Language identification

Language identification examines the text of each document to determine the primary language and up to two secondary languages present. This allows you to see how many languages are present in your collection, and the percentages of each language by document. You can then easily separate documents by language and batch out files to native speakers for review.

This page talks about how language identification works. For steps to set it up, see Running structured analytics.

See the following related pages:

How language identification works

For multi-language documents, language identification returns the top three languages found and their approximate percentages of the total text bytes. For example, 80% English and 20% French out of 1000 bytes of text means about 800 bytes of English and 200 bytes of French.

The operation analyzes each document for the following qualities to determine whether it contains a known language:

Character set.
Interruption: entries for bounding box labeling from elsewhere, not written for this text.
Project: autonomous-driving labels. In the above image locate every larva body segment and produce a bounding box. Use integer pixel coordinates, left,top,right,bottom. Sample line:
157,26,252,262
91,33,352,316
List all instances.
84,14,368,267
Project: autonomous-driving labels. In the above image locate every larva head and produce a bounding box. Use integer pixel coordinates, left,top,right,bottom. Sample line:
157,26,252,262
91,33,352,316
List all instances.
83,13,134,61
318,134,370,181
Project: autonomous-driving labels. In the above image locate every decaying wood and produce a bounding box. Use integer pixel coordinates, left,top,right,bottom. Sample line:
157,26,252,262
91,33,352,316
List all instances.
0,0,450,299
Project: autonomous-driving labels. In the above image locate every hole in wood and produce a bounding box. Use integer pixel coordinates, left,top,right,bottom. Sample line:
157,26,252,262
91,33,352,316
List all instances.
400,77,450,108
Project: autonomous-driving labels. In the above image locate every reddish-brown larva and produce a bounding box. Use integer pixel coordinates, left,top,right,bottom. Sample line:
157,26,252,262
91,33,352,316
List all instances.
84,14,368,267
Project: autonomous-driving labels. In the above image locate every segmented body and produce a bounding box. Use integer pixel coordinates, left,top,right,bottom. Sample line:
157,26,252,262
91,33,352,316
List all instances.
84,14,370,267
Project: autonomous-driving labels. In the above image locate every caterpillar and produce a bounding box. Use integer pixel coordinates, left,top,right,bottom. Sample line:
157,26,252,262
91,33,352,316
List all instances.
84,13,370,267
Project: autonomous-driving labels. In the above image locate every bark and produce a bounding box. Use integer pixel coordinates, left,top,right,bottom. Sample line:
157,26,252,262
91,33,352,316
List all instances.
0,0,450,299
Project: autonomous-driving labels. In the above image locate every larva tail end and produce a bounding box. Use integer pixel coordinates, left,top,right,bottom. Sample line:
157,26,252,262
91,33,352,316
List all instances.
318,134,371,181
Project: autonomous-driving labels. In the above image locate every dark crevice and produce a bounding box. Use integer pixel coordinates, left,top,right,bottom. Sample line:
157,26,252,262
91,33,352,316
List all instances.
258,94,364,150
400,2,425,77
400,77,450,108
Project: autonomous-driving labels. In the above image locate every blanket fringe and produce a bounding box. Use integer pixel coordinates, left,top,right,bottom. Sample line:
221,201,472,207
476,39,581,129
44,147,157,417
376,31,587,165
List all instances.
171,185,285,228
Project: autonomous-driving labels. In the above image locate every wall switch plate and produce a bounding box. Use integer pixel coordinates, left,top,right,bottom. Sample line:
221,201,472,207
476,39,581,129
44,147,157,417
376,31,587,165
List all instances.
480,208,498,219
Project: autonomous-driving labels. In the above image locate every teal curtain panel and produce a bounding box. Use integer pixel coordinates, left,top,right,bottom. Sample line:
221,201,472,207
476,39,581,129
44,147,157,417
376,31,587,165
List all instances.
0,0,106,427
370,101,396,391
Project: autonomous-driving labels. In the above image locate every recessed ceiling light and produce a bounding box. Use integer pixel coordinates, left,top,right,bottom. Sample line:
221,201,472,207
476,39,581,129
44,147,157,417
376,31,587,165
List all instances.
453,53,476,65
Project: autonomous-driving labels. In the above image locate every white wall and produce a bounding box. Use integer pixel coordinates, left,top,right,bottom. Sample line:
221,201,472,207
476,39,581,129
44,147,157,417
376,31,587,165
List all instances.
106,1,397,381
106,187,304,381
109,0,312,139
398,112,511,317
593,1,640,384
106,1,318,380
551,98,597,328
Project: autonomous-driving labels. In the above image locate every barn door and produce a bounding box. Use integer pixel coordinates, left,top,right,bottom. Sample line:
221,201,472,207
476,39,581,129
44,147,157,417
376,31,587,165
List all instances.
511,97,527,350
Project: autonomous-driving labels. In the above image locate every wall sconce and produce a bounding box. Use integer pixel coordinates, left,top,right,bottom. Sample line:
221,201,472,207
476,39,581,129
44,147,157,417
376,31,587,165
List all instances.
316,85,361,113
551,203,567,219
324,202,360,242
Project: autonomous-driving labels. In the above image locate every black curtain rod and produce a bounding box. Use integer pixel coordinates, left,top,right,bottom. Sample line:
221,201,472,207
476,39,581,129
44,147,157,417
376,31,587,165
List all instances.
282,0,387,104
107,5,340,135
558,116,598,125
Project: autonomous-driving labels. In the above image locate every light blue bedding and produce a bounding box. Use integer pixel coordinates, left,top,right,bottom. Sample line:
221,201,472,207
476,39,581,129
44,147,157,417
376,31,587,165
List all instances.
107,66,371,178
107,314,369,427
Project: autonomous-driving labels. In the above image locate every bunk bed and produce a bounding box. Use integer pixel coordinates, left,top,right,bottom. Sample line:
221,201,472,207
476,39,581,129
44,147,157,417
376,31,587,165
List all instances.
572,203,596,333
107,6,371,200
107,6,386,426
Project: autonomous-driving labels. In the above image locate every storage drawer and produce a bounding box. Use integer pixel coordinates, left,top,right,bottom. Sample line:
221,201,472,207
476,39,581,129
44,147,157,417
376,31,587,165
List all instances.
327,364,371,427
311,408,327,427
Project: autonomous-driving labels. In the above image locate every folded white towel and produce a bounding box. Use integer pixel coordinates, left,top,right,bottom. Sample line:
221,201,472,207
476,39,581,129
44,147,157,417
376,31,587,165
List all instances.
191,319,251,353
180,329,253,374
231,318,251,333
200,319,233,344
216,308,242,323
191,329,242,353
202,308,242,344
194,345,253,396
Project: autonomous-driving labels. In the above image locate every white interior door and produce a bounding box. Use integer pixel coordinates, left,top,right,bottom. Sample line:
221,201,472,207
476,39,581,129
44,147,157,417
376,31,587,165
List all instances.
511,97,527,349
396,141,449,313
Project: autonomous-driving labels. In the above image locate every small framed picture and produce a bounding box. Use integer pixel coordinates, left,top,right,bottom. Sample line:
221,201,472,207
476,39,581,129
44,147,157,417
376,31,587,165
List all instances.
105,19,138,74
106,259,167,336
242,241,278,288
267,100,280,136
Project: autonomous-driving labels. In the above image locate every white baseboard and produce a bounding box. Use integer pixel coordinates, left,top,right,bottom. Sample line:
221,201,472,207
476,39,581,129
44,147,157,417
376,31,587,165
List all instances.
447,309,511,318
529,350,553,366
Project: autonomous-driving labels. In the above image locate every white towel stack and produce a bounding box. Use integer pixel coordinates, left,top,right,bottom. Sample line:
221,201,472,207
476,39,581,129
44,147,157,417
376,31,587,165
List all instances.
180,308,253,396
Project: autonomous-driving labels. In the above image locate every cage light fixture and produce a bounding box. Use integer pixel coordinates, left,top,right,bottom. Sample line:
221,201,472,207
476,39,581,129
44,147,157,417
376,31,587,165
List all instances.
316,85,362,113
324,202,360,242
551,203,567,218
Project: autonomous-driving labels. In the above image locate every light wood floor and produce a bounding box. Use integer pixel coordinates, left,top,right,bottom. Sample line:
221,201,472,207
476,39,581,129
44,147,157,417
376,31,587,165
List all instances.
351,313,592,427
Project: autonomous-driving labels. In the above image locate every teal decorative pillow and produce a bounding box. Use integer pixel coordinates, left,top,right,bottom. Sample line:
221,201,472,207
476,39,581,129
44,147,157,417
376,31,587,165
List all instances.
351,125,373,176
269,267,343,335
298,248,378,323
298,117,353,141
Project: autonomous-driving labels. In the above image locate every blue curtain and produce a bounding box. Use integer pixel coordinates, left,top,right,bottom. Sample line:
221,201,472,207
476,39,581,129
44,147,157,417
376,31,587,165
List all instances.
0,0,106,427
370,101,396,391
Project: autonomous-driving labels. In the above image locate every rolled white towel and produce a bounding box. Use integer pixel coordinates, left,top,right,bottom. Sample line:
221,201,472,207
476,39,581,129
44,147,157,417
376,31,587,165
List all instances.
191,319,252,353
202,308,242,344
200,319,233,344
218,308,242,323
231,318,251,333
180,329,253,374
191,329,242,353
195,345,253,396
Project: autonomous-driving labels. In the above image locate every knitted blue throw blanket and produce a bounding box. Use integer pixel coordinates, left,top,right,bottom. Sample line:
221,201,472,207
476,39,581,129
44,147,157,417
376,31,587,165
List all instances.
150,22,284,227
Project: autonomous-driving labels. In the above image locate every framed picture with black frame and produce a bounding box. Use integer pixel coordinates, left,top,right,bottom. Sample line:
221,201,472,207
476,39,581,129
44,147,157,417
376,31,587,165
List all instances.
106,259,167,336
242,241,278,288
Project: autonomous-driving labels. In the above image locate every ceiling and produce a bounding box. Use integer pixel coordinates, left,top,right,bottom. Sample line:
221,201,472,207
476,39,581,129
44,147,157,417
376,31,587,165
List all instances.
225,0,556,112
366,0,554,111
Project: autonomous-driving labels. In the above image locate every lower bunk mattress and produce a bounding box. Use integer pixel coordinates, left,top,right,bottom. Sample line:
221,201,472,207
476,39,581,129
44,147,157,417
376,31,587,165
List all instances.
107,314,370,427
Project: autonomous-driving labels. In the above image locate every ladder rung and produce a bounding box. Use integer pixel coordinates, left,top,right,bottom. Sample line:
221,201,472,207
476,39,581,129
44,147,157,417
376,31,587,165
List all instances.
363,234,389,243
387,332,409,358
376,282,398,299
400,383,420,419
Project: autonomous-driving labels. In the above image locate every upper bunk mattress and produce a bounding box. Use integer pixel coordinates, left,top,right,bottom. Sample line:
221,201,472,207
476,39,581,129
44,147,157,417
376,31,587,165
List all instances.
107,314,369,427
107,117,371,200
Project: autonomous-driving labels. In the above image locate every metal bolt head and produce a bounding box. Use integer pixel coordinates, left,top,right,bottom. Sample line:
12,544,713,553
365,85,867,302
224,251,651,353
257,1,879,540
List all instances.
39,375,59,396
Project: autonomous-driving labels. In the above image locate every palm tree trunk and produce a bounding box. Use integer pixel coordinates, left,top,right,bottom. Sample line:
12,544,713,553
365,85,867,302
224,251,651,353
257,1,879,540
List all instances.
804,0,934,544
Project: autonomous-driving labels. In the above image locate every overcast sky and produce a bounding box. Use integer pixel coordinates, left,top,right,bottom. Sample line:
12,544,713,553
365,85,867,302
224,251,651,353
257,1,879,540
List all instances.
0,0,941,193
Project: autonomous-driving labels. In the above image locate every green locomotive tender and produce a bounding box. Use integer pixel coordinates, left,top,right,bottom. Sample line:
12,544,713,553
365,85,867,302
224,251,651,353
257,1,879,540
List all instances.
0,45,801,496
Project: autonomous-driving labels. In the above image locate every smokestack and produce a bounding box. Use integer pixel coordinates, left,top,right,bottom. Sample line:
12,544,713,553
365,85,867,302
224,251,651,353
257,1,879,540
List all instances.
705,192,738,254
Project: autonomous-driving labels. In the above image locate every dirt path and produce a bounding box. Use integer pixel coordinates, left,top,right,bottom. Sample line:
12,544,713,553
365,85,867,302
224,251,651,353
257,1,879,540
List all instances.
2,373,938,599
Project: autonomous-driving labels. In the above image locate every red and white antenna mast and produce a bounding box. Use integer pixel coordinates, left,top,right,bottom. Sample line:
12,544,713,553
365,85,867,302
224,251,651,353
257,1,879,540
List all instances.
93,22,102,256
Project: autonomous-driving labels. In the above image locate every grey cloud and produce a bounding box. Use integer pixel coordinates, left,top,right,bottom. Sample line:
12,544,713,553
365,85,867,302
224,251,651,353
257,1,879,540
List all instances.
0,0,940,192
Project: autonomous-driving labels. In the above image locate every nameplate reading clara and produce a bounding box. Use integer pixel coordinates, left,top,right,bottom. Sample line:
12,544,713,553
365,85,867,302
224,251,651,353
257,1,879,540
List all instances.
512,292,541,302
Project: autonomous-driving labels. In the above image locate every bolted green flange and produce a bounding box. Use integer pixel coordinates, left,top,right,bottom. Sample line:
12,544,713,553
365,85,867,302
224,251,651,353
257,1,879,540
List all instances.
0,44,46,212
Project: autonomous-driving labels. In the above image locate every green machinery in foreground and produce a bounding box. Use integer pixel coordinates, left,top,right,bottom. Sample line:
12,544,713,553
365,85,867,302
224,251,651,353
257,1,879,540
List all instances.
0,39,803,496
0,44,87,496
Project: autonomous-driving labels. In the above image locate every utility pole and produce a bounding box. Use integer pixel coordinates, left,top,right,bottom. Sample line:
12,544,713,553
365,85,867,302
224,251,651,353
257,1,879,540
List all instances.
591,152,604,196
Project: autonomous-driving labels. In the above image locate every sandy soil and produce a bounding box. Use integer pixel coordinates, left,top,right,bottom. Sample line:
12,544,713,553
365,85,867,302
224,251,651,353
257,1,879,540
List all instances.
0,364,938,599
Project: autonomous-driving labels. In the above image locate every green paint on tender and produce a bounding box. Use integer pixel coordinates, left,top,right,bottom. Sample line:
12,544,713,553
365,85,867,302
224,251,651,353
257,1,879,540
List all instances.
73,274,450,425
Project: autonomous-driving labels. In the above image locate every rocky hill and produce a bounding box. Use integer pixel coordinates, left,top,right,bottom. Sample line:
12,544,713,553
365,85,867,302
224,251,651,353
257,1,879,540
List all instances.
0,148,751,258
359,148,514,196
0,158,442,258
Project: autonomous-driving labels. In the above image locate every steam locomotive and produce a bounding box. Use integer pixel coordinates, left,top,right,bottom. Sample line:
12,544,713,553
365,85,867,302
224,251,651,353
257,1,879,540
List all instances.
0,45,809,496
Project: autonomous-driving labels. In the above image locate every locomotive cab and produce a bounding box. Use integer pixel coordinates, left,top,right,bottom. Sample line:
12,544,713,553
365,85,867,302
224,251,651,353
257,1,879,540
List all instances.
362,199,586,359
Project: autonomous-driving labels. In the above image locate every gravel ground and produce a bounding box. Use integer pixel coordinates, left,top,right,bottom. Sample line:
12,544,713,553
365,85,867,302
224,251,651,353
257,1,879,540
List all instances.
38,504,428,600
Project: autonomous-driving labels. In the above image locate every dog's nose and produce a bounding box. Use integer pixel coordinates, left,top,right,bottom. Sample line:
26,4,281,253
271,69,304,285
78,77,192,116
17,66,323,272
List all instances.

For example, Thai and Greek are particularly distinctive.
Letters and the presence or absence of accent marks.
Spelling of words. For example, words that end in “-ing” are likely English.

Language identification is a naive Bayesian classifier, using one of three different token algorithms:

For Unicode scripts such as Greek and Thai that map one-to-one to detected languages, the script defines the result.
For Chinese, Japanese, and Korean languages, single letters are scored instead of multi-letter combinations.
For all other languages, language identification ignores single letters and instead uses sequences of four letters, known as quadgrams.

It also ignores punctuation and HTML tags. Language identification is done exclusively on lowercase Unicode letters and marks; after expanding HTML entities; and after deleting digits, punctuation, and <tags>. For each letter sequence, the scoring uses the 3-6 most likely languages and their quantized log probabilities.

The analysis does not use a word list or dictionary. Instead, the engine examines the writing to determine the language. The training corpus is manually constructed from chosen web pages for each language, then augmented by careful automated scraping of over 100M additional web pages. The algorithm is designed to work best on sets of at least 200 characters, or roughly two sentences.

Choosing a field for analysis

When you set up the structured analytics set, the optional Select field to analyze field controls what text the operation analyzes. By default, this is set to the Extracted Text field. Languages contained in other fields will not be analyzed.

For more information, see Creating a structured analytics set.

Supported languages

Language identification supports 173 languages. See the Supported languages matrix for a complete list of the languages it can detect.

The analysis considers all Unicode characters, and it understands which characters are associated with each of the supported languages. For example, Japanese has several different character sets—kanji, katakana, and hiragana—all of which are supported.